Changelog

Gateway-side changes. SDK-specific changelogs live on the per-SDK pages: Flutter, Angular.

Unreleased

Outbound webhook signing (X-Webhook-Signature, X-Webhook-Timestamp, HMAC-SHA256). Currently unimplemented; the signature verification page is gated until this lands.
mastercard_payment_method: "DIRECT_CAPTURE" — full PAN capture instead of hosted session. Will require integrators to meet SAQ D.
List endpoints — transaction history, payout batches. Will use the cursor pagination convention documented at Pagination.
Path renames in v2 — /api/v1/internal/sessions/create → /api/v1/merchant/sessions/create, /api/v1/payments/b2c removed (use /payments/send). See Versioning.

The current public surface. 22 documented public endpoints across the API reference.
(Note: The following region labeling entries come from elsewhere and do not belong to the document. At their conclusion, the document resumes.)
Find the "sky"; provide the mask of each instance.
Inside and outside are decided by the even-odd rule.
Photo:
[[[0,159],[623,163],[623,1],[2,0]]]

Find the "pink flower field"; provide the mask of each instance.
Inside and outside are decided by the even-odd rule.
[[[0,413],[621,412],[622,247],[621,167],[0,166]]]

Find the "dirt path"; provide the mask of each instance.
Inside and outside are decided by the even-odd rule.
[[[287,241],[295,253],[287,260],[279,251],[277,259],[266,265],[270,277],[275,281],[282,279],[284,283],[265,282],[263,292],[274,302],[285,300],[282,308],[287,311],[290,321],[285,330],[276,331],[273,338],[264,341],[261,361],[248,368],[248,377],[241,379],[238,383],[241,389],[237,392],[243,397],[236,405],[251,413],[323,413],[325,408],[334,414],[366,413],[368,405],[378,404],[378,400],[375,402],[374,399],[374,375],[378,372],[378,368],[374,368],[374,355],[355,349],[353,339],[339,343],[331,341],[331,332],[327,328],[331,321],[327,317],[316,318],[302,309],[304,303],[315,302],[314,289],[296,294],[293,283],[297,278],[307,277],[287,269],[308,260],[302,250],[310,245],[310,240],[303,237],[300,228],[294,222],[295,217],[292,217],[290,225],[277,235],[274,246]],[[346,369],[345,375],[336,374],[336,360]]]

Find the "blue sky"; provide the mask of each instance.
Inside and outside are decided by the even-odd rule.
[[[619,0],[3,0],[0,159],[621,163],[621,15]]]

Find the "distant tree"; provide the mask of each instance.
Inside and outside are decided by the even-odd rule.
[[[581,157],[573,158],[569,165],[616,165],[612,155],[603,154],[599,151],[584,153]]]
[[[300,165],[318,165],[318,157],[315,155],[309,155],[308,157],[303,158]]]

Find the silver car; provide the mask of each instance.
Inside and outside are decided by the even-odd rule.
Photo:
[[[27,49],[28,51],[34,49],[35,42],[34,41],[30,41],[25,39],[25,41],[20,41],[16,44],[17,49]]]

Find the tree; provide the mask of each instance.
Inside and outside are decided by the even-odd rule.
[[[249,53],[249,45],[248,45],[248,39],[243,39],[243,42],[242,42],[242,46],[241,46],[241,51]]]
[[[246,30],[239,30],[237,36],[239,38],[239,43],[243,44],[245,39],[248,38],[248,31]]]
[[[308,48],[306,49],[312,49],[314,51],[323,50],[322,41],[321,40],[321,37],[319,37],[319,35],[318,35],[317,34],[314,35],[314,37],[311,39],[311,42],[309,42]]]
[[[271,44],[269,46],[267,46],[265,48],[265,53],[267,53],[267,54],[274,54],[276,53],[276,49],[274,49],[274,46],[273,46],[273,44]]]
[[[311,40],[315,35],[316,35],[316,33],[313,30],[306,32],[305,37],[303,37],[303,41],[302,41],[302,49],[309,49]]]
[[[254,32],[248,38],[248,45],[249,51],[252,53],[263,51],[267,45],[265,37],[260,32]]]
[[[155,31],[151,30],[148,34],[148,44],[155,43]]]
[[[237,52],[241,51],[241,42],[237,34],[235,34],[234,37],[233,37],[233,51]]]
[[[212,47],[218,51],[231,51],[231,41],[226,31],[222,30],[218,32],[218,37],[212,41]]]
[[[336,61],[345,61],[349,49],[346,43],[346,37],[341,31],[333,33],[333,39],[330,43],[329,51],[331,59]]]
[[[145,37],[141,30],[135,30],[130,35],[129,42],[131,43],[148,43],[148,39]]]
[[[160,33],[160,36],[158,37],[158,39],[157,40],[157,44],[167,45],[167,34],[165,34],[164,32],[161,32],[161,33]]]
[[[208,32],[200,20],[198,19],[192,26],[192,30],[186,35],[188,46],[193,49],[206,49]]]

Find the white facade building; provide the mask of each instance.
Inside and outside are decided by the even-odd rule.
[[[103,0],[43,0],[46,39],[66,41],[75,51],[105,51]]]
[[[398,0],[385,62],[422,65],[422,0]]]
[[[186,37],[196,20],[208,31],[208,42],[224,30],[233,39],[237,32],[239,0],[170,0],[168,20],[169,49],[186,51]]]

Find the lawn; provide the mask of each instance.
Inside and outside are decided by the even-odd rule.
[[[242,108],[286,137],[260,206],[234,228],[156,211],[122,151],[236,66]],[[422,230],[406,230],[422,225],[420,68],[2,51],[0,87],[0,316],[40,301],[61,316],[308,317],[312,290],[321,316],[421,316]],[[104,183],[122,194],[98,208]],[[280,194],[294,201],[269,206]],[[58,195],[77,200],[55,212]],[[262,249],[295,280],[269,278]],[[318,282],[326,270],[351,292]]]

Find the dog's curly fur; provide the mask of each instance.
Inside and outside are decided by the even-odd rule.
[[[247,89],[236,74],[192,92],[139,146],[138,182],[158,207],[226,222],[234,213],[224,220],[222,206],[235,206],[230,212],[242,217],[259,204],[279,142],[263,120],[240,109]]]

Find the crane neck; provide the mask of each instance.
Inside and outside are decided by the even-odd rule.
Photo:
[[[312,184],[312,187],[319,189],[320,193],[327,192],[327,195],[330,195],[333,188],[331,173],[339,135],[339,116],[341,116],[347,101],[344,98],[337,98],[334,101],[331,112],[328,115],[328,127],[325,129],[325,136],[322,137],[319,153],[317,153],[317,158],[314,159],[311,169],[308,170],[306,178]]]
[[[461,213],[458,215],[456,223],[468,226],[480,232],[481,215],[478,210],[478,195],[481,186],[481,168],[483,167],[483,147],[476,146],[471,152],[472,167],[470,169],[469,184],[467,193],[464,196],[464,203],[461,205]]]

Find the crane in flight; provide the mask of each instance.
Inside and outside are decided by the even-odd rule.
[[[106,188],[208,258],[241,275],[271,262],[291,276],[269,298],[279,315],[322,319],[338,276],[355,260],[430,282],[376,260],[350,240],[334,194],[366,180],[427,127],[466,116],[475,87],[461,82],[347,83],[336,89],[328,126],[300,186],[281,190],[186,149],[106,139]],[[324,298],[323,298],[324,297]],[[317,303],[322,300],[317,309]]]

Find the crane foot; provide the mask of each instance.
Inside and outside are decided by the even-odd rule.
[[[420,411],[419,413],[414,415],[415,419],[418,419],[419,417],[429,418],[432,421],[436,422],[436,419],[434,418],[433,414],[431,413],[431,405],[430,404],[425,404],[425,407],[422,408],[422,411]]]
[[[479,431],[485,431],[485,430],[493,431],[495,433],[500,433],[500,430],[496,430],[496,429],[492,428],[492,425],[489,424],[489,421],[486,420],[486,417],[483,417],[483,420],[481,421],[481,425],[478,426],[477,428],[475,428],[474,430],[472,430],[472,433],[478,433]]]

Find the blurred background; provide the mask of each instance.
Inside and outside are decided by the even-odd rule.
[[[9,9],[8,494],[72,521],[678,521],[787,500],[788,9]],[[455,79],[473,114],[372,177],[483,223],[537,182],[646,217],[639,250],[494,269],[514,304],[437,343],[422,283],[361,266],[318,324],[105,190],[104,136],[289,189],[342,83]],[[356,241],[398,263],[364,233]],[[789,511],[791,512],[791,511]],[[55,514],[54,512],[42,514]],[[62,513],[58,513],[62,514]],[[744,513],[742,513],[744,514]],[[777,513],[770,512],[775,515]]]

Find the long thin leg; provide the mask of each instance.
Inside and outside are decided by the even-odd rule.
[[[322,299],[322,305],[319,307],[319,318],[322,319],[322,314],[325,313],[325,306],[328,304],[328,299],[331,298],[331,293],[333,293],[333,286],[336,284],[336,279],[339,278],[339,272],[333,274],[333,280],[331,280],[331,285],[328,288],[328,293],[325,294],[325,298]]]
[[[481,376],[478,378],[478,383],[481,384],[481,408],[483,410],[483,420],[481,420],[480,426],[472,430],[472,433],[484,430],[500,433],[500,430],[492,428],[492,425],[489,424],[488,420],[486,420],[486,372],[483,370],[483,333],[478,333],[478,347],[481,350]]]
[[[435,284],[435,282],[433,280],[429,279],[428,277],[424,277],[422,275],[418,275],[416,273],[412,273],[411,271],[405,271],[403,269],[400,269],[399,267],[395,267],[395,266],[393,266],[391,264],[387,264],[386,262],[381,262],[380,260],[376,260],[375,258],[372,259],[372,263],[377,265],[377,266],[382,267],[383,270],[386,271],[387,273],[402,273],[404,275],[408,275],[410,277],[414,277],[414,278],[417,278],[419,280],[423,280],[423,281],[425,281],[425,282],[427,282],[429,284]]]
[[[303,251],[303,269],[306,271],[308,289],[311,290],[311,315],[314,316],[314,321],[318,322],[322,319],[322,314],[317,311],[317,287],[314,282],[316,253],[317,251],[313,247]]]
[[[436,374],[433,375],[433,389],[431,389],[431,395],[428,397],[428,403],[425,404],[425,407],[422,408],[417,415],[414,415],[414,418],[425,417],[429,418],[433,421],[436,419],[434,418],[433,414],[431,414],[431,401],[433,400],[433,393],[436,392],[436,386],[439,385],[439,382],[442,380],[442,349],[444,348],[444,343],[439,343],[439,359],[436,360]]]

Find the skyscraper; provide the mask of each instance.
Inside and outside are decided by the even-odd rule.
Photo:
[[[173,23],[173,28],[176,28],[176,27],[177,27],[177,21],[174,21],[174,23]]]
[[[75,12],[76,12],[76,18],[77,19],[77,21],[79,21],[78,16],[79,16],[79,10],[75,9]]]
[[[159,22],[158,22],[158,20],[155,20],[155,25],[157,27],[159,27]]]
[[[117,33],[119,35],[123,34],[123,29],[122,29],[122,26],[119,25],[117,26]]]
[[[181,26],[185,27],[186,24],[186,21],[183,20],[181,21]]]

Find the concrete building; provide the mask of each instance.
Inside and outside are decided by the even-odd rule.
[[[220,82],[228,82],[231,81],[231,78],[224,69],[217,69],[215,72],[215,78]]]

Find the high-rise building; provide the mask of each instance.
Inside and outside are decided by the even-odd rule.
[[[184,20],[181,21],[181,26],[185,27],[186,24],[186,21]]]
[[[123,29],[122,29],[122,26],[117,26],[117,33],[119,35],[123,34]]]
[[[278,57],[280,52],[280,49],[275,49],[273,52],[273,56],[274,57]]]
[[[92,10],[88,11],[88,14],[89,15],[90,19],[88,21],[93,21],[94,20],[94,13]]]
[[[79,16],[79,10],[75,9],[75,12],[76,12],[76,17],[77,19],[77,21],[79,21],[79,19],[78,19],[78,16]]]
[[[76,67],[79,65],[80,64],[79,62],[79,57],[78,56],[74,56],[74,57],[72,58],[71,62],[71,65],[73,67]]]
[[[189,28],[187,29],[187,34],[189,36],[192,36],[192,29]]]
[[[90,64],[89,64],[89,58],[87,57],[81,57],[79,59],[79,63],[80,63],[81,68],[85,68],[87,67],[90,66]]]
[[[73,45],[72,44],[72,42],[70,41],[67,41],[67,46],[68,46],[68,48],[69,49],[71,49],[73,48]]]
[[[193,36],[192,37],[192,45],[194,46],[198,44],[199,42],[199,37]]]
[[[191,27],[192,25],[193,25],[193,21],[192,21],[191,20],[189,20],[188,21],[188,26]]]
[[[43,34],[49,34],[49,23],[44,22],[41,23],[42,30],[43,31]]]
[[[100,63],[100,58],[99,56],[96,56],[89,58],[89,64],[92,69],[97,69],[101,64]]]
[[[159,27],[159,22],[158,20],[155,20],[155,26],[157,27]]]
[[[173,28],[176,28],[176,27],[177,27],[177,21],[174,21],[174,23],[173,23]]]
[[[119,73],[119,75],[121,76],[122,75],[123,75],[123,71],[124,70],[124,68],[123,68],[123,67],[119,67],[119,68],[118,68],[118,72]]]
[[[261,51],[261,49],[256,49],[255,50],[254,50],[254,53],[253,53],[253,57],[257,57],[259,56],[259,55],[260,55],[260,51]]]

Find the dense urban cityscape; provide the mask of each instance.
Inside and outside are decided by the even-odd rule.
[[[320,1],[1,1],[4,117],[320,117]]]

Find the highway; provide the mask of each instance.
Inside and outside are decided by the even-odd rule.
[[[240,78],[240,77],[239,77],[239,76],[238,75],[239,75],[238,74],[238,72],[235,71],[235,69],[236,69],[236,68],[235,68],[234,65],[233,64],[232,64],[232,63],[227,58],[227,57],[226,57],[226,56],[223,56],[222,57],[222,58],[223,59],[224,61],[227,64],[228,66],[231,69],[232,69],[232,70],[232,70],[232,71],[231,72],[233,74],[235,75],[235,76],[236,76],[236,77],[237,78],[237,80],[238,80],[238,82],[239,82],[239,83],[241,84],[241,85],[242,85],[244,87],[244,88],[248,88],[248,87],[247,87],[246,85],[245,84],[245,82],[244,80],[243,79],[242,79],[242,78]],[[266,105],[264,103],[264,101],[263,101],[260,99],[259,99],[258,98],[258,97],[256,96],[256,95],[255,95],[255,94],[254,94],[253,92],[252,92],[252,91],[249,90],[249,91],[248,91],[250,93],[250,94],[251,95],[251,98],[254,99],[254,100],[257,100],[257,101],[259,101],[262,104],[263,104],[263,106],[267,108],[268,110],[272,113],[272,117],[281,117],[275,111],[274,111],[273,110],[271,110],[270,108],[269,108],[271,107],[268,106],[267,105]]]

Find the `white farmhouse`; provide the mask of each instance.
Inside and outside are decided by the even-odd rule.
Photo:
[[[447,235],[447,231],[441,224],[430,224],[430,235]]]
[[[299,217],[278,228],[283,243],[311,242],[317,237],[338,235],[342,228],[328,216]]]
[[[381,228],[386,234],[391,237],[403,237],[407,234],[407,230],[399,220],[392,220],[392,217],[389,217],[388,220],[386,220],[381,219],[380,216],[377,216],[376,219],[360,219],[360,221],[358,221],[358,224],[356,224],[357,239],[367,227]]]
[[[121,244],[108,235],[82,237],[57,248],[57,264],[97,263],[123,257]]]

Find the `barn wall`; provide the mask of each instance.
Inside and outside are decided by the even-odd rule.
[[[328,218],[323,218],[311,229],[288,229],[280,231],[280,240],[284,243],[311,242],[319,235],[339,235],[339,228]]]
See /api-reference for the full list and schemas.

Auth-v3. Per-checkout session tokens, body binding, device-fingerprint binding (in warn mode for the first 14 days of every session), idempotency replay protection.
Three environments: sandbox (app.api.gtwy.pdirect.com), staging (staging.app.api.gtwy.pdirect.com), production (app.api.gtwy.pdirect.com).
Six locales: en, fr, es, ru, zh, ln. Translated via the Accept-Language header.
Three currencies: usd, cdf, xof.
Eight payment methods: wallet, mobile money, card (hosted session), flash, bank transfer, Google Pay, Apple Pay, plus the deferred-choice none.
Webhook delivery with 4-attempt exponential backoff (5s, 15s, 60s). No DLQ; signing not yet enforced.
Rate limiting: 30/min general, 5/5min OTP, 60/min 3DS callbacks.

These contracts are guaranteed within v1:

All 22 public endpoint paths and methods.
The error_code catalogue (1001–1599) — codes never change meaning.
Field types in request and response bodies.
The HMAC algorithm and header names once webhook signing ships (these will be added without a breaking change).